Plus tard, le surréalisme* et la peinture métaphysique mettront en évidence les voies obliques par lesquelles l’absurde ronge le quotidien (De Chirico*, Magritte*), et la source admirable que sont les interdits pour l’imagination (Dali*, Paul Delvaux*). Systématisant le hasard et les associations insolites, donnant libre cours aux fantasmes de l’inconscient, le surréalisme rejoint parfois (chez Victor Brauner* ou Matta*) les arcanes de la magie.

Wols*, Yves Tanguy*, Henri Michaux* prouvent que le malaise ne disparaît pas avec la féerie imitative mais atteint des zones plus obscures que mettent inversement en lumière le pop’art ou l’« hyperréalisme ».

On croit parfois que les artistes s’expriment de façon insolite parce que les structures de leur psychisme sont singulières, mais, remarquait Klee* : « L’art joue innocemment avec les choses suprêmes et il finit pourtant par les atteindre. »

S. M.

➙ Romantisme / Surréalisme / Symbolisme.

 A. Breton et G. Legrand, l’Art magique (Club français de l’art, 1958). / J. Baltrusaïtis, Réveils et prodiges.

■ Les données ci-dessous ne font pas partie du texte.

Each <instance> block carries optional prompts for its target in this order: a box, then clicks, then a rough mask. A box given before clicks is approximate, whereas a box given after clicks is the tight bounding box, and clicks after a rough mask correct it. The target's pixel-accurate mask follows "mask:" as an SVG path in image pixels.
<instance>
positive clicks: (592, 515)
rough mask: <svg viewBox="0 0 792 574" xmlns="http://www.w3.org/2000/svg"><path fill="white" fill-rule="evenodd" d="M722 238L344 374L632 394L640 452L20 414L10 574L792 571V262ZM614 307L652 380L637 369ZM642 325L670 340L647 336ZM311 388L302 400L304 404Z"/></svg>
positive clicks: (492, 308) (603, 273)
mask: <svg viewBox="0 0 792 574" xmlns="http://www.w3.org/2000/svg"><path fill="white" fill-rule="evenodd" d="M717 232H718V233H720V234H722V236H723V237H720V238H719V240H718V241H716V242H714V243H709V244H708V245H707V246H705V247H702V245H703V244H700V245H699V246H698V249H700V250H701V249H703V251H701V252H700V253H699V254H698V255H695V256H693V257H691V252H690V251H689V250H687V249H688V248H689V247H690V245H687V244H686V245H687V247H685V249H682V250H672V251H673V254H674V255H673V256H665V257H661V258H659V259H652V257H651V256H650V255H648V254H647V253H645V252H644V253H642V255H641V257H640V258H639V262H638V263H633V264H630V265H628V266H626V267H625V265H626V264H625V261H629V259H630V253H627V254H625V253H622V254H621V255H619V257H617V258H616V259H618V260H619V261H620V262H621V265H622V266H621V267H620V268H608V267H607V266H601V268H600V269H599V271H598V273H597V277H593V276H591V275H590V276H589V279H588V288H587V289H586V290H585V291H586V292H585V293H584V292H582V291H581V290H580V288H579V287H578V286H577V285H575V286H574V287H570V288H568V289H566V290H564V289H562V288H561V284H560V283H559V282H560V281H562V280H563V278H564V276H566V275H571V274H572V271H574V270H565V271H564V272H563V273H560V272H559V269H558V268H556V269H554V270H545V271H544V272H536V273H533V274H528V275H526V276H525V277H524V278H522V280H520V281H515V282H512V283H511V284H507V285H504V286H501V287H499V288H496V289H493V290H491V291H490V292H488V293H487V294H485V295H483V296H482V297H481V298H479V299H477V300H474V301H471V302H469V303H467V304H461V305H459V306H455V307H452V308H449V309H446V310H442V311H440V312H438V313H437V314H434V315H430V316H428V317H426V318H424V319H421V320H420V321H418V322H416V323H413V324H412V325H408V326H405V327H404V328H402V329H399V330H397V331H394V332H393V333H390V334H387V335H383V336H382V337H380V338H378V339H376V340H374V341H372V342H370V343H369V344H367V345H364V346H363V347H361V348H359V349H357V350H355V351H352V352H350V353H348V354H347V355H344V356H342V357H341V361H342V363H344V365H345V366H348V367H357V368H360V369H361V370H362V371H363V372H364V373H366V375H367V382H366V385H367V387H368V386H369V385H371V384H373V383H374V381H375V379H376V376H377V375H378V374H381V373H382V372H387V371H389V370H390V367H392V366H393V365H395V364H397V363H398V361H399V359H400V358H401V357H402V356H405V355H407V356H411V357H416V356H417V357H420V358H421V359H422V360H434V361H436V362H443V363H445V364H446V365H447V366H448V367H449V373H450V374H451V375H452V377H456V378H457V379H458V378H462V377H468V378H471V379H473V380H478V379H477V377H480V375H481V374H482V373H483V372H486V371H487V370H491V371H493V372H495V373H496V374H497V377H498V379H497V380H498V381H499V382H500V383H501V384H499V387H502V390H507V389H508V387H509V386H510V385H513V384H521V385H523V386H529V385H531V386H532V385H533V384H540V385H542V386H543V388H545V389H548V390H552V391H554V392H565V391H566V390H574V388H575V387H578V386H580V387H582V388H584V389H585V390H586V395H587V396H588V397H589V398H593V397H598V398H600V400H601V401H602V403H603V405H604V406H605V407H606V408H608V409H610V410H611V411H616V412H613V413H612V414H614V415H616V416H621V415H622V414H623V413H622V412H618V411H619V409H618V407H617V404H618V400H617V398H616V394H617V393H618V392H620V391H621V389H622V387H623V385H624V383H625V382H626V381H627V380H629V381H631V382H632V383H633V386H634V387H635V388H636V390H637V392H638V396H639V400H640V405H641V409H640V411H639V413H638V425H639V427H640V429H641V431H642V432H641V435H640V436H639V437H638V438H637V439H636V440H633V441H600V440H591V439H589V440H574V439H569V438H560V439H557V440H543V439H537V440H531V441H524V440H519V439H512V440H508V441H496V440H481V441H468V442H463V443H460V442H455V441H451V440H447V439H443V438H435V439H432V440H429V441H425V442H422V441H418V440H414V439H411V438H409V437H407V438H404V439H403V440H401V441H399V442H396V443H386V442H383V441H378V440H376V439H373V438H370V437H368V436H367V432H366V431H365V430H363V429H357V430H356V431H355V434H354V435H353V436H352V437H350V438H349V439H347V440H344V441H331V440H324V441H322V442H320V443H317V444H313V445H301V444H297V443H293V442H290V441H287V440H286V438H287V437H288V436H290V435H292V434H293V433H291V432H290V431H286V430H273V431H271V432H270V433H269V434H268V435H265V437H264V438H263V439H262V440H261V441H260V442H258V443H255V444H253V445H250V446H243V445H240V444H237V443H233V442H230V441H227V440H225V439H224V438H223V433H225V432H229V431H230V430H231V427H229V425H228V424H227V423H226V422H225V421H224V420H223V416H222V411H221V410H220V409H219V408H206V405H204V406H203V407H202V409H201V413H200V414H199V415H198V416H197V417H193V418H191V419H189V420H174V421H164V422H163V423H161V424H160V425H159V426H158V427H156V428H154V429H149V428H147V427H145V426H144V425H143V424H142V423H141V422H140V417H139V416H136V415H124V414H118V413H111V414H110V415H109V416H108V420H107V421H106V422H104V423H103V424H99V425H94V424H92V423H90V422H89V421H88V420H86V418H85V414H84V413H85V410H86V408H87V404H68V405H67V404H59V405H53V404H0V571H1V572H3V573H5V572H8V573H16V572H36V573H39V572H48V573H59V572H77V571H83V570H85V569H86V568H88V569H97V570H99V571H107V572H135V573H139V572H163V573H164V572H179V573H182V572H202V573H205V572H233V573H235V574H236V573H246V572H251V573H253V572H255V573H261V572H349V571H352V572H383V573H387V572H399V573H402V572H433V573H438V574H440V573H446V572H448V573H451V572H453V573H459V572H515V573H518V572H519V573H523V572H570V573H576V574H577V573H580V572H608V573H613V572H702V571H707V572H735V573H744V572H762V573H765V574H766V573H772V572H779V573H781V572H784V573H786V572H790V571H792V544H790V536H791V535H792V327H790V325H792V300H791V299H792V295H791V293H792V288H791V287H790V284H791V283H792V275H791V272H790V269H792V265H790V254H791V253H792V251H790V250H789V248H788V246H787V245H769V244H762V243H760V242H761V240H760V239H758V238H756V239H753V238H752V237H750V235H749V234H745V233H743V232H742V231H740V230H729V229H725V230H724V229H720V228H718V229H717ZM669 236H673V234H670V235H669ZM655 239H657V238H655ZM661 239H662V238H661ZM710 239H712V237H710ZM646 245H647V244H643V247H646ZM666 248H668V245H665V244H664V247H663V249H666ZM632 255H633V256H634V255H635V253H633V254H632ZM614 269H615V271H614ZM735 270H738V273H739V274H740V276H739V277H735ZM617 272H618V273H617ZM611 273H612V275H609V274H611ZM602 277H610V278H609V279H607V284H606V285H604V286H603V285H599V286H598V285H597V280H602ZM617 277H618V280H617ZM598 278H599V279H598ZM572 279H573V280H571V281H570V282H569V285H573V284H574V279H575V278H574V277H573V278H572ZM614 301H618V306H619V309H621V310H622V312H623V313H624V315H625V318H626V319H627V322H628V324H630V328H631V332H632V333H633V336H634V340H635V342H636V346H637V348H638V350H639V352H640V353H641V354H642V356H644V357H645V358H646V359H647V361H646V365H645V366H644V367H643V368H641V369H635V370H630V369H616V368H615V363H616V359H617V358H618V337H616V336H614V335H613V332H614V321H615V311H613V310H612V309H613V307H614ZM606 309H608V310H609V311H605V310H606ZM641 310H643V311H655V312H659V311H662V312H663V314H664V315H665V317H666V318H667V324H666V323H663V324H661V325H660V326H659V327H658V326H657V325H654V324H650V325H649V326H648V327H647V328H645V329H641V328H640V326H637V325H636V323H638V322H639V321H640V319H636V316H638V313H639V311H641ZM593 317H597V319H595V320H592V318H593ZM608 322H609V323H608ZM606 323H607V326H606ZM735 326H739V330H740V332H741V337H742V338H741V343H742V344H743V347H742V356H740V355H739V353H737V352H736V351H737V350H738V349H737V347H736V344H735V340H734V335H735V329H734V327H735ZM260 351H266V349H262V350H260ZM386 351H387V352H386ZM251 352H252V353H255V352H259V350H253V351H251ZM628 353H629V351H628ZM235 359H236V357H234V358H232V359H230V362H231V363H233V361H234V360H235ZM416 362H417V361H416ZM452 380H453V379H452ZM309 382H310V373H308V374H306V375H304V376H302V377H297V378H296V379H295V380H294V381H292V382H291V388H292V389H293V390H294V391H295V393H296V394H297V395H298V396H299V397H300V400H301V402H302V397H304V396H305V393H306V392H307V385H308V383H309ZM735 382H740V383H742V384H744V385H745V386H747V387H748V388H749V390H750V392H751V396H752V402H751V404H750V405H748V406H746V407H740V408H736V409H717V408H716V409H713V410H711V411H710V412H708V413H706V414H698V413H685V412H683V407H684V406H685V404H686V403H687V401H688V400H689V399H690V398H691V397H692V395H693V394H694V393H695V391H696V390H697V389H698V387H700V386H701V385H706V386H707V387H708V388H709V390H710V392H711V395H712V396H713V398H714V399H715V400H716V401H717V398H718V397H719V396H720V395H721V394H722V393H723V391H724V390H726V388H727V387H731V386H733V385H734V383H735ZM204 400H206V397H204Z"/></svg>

Le gothique fantastique (A. Colin, 1960). / C. Roy, Arts fantastiques (Delpire, 1960). / M. Brion, Art fantastique (Albin Michel, 1961). / R. de Solier, l’Art fantastique (Pauvert, 1961). / R. Caillois, Au cœur du fantastique (Gallimard, 1965). / D. Larkin, Art fantastique (Éd. du Chêne, 1973) ; le Royaume fantastique (Éd. du Chêne, 1975).


Le cinéma fantastique

Par cinéma fantastique on entend moins un genre défini qu’une série de tendances ayant en commun de transgresser le réel, en se référant au rêve, à la légende, à la magie, à l’épouvante, à la psychanalyse et à la science-fiction. Encore, la liste n’est-elle en rien exhaustive. On pourrait aussi tenter une approche du cinéma fantastique par l’étude des grands courants artistiques auxquels il se rattache, et qui sont essentiellement l’expressionnisme et le surréalisme. Dès sa naissance, c’est-à-dire dès la naissance même du cinéma, le cinéma fantastique eut ses fervents défenseurs. Mais il fut longtemps boudé par la critique et par les « cinéphiles avertis », qui le considéraient comme un genre mineur. Depuis les années 60, il connaît une consécration qui se traduit par la parution d’études, de monographies et l’édition de plusieurs revues spécialisées.

Tenter une vision « panoramique » du cinéma fantastique est chose malaisée. Il convient de se souvenir que les écoles et les genres s’y chevauchent sans cesse. Enfin, tout en étant conscient de ses étroits rapports avec le « fantastique » pur, nous ne traiterons pas, ici, de la science-fiction* au cinéma.


France

L’inventeur du cinéma, épris de réalisme que fut Louis Lumière* ne négligea pas, on le sait, l’intérêt des truquages. Mais c’est Méliès* qui fut, sans aucun doute, le pionnier du cinéma fantastique. La quasi-totalité de son œuvre, « bandes à trucs », féeries, constitue dès 1892 de véritables comédies fantastiques. Ne citons pour exemples que le Manoir du Diable, l’Escamotage d’une dame, la Statue animée, Voyage à travers l’impossible. Quelques années plus tard, en 1913, Louis Feuillade* donne au septième art ses premiers serials et, avec eux, ses premiers personnages de légende : Fantomas, les Vampires, puis Judex. En 1928, Jean Epstein réalise la Chute de la maison Usher.